The Dirichlet-Multinomial Model

The Dirichlet-Multinomial model is the generalization of the Beta-Binomial model to multiple classes of a categorical or multinomial distribution. We use it to do analysis on data from rates of multiple distinct outcomes.

The model has a wide scope of applications. It can be used to analyze how much profit different traffic sources bring into a website, or how on-sale-items in a store affect total profit. The Dirichlet-Multinomial also applies to document classification as it can be used to model which topics or corpus a document belongs to.

Model Description:

Suppose we are doing a test with $K$ distinct categories of events that may be observed. The count of observations from each category, denoted $c_1,\dots,c_K$, form a multinomial distribution. The goal of the model is to estimate the distributions of the true proportions of observations, denoted $p_1,\dots,p_K$, from the multinomial distribution.

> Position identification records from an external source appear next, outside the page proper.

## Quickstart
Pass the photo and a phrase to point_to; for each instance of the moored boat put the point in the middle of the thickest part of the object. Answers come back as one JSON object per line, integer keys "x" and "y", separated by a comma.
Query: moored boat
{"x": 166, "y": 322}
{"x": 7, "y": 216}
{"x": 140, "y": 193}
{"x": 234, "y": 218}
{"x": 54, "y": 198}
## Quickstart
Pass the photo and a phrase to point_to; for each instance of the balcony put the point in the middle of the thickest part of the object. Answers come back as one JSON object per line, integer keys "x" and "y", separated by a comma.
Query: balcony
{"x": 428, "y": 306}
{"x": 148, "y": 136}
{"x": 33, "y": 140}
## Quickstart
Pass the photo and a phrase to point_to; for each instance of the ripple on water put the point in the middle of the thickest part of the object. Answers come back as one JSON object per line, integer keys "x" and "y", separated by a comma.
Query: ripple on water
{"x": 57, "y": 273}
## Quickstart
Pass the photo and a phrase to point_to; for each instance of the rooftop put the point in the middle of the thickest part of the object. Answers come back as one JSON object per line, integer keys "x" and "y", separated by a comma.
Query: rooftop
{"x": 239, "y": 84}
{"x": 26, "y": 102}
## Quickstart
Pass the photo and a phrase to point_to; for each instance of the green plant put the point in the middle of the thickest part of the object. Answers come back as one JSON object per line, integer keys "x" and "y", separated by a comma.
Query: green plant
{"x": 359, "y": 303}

The conjugate prior for the multinomial distribution is the Dirichlet distribution, the application of which is the Dirichelt-multinomial model. The model estimates the posterior distrubtion of $p_1,\dots,p_k$ given our current data and prior beliefs. Our prior beliefs are encoded in the model through the hyperparameter $\alpha$, which represents pseudocounts of what we believe the data should look like – typically set as 1's for weak uniform beliefs. Then the following describes the distribution of our probability estimates:

$$ p \ | \ \alpha, c \sim \text{Dir}(\alpha+c) $$
A good choice of $\alpha$ should produce prior estimates equal to the 'current data' posterior distribution. If we don't have a baseline for our prior, then we should use the non-informative uniform prior.

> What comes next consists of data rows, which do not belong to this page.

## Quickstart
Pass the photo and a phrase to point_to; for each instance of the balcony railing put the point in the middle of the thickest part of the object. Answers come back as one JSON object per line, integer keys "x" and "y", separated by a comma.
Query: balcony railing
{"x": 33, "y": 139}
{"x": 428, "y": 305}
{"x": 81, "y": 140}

Further, since the marginals of the Dirichlet distribution are Betas, the distribution of each probability estimate is given by:

$$ p_i \ | \ \alpha, c \sim \text{Beta}\left(\beta_i, \sum_{k=1}^{K}{\beta_k} -\beta_i \right)
$$

where $\beta_i = \alpha_i+c_i$.

We can calculate the expected value of each of our parameters as: $$ \text{E}[p_i \ | \ \alpha, c ] = \frac{\beta_i}{\sum_{k=1}^{K}{\beta_k}} $$

where $\beta_i = \alpha_i+c_i$.

This is the posterior mean and is the estimate which minimizes mean square error of our posterior. For most models this is the estimate which is most useful.

The posterior mode, or maximum a posteriori estimate (MAP), of $\left(p_1,\dots,p_K \ | \ \alpha, c\right)$ is the vector $\left(x_1,\dots,x_K \right)$ where each $x_i$ is defined as:

$$ x_i = \frac{\beta_i-1}{\sum_{k=1}^{K}{\beta_k} - K} $$

MAP estimates are best when a model requires us to be wrong the least often. This is in contrast to the posterior mean which minimizes mean squared error.

Weighted Distribution

A useful implementation of the model is to compare the sum of weighted categories such as the distribution of expected profits from a categorical model.

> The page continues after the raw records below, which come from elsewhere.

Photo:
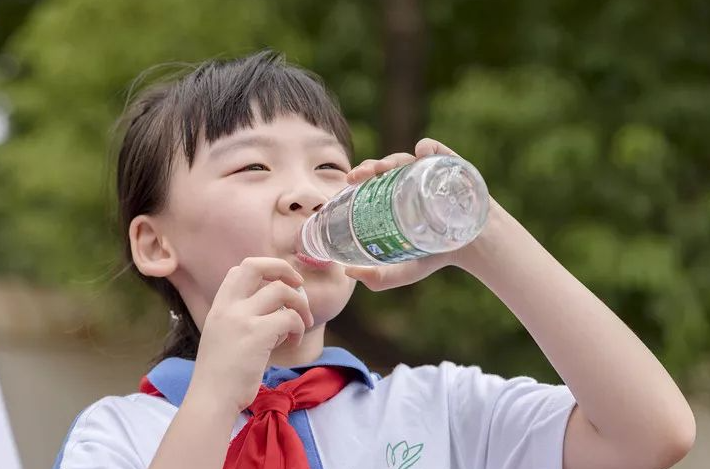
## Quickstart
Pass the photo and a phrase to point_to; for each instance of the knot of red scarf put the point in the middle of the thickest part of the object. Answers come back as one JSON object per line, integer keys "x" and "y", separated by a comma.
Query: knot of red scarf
{"x": 268, "y": 441}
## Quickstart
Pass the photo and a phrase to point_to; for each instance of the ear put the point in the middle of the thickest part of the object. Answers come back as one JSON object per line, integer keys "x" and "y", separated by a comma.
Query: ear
{"x": 153, "y": 254}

Suppose we have a weighting function, $\Omega$, paramaterized by $\omega_i(p)$, for each category. If we want to estimate the distribution of weighted values, $W$, we can use a Monte-Carlo simulation to approximate the distribution of expected weighted values:

$$ W(P)=\text{E}[\Omega(P)] \approx \sum_{i=1}^{K}{\omega_i(p_i) \cdot p_i}
$$ where $P \sim \text{Dir}(\alpha+c)$.

In the case of linear weights we set $\omega_i(p)=w_i$ for fixed weight $w_i$.

We can use Monte Carlo to estimate the differences and means of our weighted distributions.

Python Implementation

In Python this looks like the following:

import numpy

# Define weighting function
Omega = lambda row: sum([row[0] * 10, row[1] * 50, row[2] * 100 - 14])

observations = numpy.array([600.,150.,40.], dtype=float)  
alphas = numpy.ones(observations.shape)

# Sample from Dirichlet posterior
samples = numpy.random.dirichlet(observations + alphas, 100000)

# apply sum to sample draws
W_samples = numpy.apply_along_axis(Omega, 1, samples)

#Compute P(W > 10)
(W_samples > 10).mean()

Julia Implementation

In Julia it looks like this:

using Distributions: Dirichlet

Omega(A,B,C) = sum([A * 10, B * 50, C * 100 - 14])

observations = [600.,150.,40.]  
alpha = ones(length(observations))  
posterior = Dirichlet(observations + alpha)

N = 100000  
samples = rand(posterior, N)  
W_samples = [Omega(samples[:,col]...) for col=1:N]

#Compute P(W > 10)
mean(map((x)-> x > 10, W_samples))